Getting Value error, torch.bfloat16 is not supported for quantization method gguf. Supported dtypes: [torch.float16, torch.float32] [type=value_error, input_value=ArgsKwargs((), {‘model_co…transfer_config’: None}), input_type=ArgsKwargs]
The error occurs because torch.bfloat16 is not supported for GGUF quantized models in vLLM; only torch.float16 and torch.float32 are allowed. You must explicitly set --dtype float16 or --dtype float32 when serving GGUF models to avoid this error—auto may select an unsupported dtype depending on your hardware and model config.
Value error, The model type ‘gemma3_text’ does not support float16. Reason: Numerical instability. Please use bfloat16 or float32 instead. [type=value_error, input_value=ArgsKwargs((), {‘model’: …rocessor_plugin’: None}), input_type=ArgsKwargs]

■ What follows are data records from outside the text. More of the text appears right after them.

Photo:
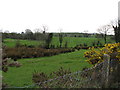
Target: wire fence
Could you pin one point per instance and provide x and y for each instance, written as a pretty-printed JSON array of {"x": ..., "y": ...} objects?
[{"x": 81, "y": 79}]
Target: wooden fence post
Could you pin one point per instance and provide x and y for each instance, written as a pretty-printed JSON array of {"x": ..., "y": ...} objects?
[{"x": 106, "y": 71}]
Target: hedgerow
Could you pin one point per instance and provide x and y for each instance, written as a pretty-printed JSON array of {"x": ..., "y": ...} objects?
[{"x": 95, "y": 56}]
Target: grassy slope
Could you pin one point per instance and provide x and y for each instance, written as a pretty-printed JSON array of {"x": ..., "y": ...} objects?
[
  {"x": 12, "y": 42},
  {"x": 72, "y": 41},
  {"x": 23, "y": 75}
]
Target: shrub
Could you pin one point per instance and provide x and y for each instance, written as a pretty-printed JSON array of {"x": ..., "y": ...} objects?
[{"x": 96, "y": 56}]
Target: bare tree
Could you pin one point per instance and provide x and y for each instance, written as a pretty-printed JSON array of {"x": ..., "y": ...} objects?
[{"x": 104, "y": 30}]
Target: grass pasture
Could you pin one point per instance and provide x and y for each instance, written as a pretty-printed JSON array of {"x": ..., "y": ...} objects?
[
  {"x": 71, "y": 41},
  {"x": 12, "y": 42},
  {"x": 22, "y": 76}
]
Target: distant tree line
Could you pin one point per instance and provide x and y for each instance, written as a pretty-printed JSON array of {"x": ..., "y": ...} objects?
[{"x": 28, "y": 34}]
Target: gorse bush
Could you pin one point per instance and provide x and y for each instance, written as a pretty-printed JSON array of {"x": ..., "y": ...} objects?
[{"x": 96, "y": 56}]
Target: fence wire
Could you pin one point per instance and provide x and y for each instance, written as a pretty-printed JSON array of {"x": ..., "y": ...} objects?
[{"x": 88, "y": 78}]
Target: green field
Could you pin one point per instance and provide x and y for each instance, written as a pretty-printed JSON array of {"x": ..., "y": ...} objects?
[
  {"x": 12, "y": 42},
  {"x": 71, "y": 41},
  {"x": 22, "y": 76}
]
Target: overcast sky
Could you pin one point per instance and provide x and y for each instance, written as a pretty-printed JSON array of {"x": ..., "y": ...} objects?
[{"x": 68, "y": 15}]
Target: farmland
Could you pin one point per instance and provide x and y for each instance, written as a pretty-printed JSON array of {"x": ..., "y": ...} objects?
[
  {"x": 75, "y": 60},
  {"x": 71, "y": 41},
  {"x": 22, "y": 76}
]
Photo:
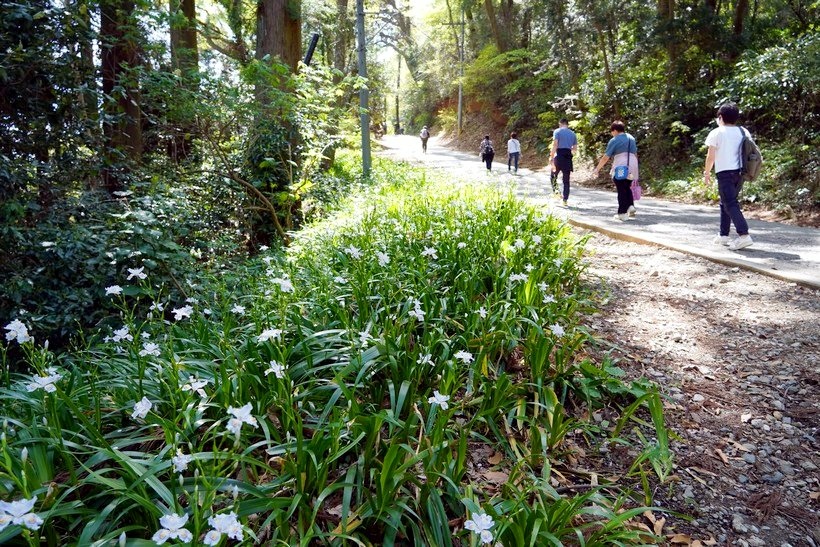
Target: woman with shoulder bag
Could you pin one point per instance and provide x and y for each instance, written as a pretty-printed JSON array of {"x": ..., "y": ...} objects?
[{"x": 624, "y": 153}]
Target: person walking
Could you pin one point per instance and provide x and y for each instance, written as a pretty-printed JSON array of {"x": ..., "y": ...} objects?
[
  {"x": 513, "y": 151},
  {"x": 564, "y": 144},
  {"x": 424, "y": 135},
  {"x": 723, "y": 154},
  {"x": 487, "y": 152},
  {"x": 623, "y": 150}
]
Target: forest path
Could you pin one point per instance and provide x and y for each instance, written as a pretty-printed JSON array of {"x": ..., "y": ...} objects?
[
  {"x": 737, "y": 353},
  {"x": 784, "y": 251}
]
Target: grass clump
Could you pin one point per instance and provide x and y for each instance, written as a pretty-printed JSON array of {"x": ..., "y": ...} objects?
[{"x": 400, "y": 375}]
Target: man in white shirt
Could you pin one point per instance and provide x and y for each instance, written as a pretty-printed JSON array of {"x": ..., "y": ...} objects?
[
  {"x": 724, "y": 154},
  {"x": 513, "y": 151}
]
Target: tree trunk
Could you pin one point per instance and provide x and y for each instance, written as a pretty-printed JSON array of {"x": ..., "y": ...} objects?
[
  {"x": 741, "y": 11},
  {"x": 185, "y": 58},
  {"x": 122, "y": 127},
  {"x": 279, "y": 31},
  {"x": 496, "y": 32}
]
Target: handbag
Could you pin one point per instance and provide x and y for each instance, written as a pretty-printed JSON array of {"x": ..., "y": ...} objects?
[{"x": 636, "y": 190}]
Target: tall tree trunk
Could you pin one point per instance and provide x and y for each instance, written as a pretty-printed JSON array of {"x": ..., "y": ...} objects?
[
  {"x": 122, "y": 127},
  {"x": 741, "y": 11},
  {"x": 496, "y": 32},
  {"x": 279, "y": 31},
  {"x": 185, "y": 58}
]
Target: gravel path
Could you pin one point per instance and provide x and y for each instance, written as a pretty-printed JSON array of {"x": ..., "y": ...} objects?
[{"x": 739, "y": 356}]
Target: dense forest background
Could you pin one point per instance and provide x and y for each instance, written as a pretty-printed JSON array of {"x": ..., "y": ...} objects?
[{"x": 192, "y": 131}]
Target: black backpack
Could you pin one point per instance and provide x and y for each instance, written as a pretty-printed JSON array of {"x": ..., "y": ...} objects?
[{"x": 750, "y": 158}]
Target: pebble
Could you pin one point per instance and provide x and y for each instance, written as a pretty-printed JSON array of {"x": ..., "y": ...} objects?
[{"x": 738, "y": 525}]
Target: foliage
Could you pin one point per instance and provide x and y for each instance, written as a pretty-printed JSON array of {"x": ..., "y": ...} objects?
[{"x": 339, "y": 391}]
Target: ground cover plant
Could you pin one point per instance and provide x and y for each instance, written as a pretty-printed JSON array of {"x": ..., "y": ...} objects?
[{"x": 339, "y": 392}]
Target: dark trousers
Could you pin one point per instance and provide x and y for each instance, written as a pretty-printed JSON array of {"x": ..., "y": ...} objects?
[
  {"x": 625, "y": 200},
  {"x": 563, "y": 163},
  {"x": 729, "y": 185}
]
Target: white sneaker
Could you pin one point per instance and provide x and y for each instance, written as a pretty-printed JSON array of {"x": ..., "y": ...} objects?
[{"x": 741, "y": 243}]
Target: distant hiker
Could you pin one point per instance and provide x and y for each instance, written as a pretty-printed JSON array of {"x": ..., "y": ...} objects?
[
  {"x": 425, "y": 134},
  {"x": 564, "y": 144},
  {"x": 513, "y": 151},
  {"x": 487, "y": 152},
  {"x": 724, "y": 153},
  {"x": 624, "y": 153}
]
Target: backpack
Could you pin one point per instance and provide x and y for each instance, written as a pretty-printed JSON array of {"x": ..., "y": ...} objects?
[{"x": 750, "y": 158}]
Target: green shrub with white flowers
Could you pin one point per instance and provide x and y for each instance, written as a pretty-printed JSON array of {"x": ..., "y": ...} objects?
[{"x": 336, "y": 393}]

The error means the model type gemma3_text is known to be numerically unstable with float16; you must use bfloat16 or float32 as the dtype. This is enforced in vLLM for Gemma3 models due to precision issues with float16, as documented in the code and issues (see _FLOAT16_NOT_SUPPORTED_MODELS).
Set --dtype bfloat16 or --dtype float32 when serving or using this model to resolve the error.